Trynkiewicz nie wróci za kraty? Prokuratura nie chce biegłego ws. „pornografii”

2014-02-12 19:05

Prokuratura nie powoła biegłego ws. materiałów znalezionych w celi Mariusza Trynkiewicza - infromuje "TVP Info". W poniedziałek dyrektor rzeszowskiego więzienia złożył zawiadomienie o możliwości popełnienia przez Trynkiewicza przestępstwa. Potwór z Piotrkowa miał trzymać w swojej celi materiały pornograficzne z dziećmi.

Materiały o treści pornograficznej miały zostać znalezione w celi Trynkiewicza 8 i 10 lutego, czyli tuż przed wyjściem z więzienia. Jak podaje "TVP Info", prokuratura uznała, że materiały te – zdjęcia i szkice – nie przedstawiają czynności seksualnych bądź też obcowania płciowego w rozumieniu przepisów postępowania karnego.
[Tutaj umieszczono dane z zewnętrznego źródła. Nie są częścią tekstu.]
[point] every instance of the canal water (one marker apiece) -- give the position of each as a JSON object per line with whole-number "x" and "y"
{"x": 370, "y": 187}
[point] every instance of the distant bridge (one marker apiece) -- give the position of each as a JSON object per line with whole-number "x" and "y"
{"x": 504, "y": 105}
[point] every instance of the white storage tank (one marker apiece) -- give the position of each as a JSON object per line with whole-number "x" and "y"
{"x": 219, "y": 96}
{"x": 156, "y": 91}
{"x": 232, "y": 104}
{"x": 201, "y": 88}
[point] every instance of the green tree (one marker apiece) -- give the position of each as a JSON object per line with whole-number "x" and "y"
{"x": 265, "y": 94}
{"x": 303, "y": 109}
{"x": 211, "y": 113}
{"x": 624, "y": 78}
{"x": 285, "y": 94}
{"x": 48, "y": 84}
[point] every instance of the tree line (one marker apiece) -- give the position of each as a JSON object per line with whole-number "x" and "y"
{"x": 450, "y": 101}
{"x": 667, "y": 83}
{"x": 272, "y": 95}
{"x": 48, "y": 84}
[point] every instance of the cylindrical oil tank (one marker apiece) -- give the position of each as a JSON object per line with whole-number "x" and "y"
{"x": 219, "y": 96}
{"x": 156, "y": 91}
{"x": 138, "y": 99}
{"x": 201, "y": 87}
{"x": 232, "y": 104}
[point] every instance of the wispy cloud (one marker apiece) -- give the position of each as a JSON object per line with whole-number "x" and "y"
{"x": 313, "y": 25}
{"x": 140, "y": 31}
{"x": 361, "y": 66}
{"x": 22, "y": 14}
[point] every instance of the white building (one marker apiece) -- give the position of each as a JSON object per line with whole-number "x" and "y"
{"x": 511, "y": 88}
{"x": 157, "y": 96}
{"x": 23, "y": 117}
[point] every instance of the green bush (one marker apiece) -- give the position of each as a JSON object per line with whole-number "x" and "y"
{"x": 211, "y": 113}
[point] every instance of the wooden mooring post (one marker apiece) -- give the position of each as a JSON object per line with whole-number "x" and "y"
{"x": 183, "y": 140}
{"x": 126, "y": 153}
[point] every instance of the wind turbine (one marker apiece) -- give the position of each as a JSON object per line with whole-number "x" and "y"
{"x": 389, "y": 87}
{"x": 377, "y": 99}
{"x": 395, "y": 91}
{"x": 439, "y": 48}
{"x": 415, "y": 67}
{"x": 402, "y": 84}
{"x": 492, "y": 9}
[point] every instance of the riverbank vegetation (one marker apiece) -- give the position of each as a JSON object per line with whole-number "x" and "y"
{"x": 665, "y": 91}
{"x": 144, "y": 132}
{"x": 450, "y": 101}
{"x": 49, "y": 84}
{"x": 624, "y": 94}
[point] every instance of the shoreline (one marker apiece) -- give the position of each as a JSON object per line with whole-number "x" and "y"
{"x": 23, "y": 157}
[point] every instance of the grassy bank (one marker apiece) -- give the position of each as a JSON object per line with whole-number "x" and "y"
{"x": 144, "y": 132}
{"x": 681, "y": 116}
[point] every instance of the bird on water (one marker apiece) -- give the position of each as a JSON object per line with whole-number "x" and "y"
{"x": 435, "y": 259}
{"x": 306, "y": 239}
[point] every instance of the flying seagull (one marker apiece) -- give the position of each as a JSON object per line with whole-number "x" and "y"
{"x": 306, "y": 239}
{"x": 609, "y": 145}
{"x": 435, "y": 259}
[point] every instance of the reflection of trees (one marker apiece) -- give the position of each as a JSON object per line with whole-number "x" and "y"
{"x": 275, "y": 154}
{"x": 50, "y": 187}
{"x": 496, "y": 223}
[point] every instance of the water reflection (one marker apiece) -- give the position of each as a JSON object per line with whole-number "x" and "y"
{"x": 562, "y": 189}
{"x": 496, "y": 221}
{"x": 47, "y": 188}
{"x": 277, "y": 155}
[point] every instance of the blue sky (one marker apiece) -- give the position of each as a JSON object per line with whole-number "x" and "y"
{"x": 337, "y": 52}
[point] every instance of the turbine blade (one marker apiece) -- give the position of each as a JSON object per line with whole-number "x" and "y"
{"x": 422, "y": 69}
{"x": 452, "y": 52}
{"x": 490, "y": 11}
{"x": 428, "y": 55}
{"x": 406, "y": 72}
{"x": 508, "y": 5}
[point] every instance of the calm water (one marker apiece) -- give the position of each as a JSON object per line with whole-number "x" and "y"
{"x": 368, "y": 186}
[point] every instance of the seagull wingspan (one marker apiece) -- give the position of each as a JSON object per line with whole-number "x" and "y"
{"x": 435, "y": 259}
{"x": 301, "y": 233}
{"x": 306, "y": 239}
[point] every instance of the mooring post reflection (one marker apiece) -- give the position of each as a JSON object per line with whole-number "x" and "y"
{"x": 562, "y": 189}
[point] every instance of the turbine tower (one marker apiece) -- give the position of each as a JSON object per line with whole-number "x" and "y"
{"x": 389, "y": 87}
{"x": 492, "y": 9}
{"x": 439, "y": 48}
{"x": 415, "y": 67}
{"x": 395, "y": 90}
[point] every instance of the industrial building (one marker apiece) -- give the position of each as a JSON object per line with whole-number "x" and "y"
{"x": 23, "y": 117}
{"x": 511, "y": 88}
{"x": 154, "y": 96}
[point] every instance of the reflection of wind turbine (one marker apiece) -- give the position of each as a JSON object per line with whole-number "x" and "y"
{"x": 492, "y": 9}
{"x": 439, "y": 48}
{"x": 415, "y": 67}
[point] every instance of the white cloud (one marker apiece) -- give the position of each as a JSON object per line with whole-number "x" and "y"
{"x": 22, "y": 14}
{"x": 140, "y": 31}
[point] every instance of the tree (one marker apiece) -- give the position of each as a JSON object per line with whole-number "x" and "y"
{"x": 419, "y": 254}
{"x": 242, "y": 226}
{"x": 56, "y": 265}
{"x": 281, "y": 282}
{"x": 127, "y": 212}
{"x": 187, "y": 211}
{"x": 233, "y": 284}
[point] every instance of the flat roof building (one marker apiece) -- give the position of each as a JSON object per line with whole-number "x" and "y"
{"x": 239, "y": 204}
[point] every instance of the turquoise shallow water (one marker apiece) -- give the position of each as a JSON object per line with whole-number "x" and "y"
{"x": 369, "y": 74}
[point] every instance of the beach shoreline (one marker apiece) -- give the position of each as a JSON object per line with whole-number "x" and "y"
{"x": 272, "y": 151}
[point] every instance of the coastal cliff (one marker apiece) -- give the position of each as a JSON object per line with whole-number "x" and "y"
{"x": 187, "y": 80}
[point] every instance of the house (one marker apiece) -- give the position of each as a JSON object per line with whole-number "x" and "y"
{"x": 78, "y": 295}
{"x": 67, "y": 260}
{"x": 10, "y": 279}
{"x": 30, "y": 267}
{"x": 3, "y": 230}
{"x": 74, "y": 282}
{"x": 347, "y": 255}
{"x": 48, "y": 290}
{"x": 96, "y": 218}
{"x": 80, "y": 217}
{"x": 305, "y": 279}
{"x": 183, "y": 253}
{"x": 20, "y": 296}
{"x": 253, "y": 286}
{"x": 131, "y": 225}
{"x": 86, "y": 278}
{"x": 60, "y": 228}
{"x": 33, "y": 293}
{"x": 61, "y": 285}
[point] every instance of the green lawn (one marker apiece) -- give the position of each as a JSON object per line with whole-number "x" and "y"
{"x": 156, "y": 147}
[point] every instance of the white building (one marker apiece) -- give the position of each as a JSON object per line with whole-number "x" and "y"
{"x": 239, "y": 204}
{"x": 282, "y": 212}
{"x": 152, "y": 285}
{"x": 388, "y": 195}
Śledczy nie zdecydowali się na wszczęcie śledztwa, ani postawienie zarzutów Trynkiewiczowi. Nadal jednak prowadzone są czynności sprawdzające w tej sprawie.

Zobacz: MATKA TRYNKIWICZA boi się o syna? Jak wróci do PIOTRKOWA, zrobią mu krzywdę?

– Czynności prowadzone są w dwóch wątkach: dotyczącym materiałów znalezionych w celi T. oraz okoliczności samego ich zabezpieczenia przez funkcjonariuszy Służby Więziennej – powiedział w środę rzecznik Prokuratury Okręgowej w Rzeszowie Andrzej Mucha. Nie określił jednak ostatecznego terminu zakończenia czynności prokuratorów.

Mucha zaznaczył, że "nie jest planowane powołanie biegłego dla oceny materiałów dołączonych do zawiadomienia" dyrektora więzienia, w którym do wtorku, czyli ostatniego dnia odbywania kary, przebywał Trynkiewicz.

Tego dnia mężczyzna zakończył odbywanie kary 25 lat więzienia i wyszedł na wolność.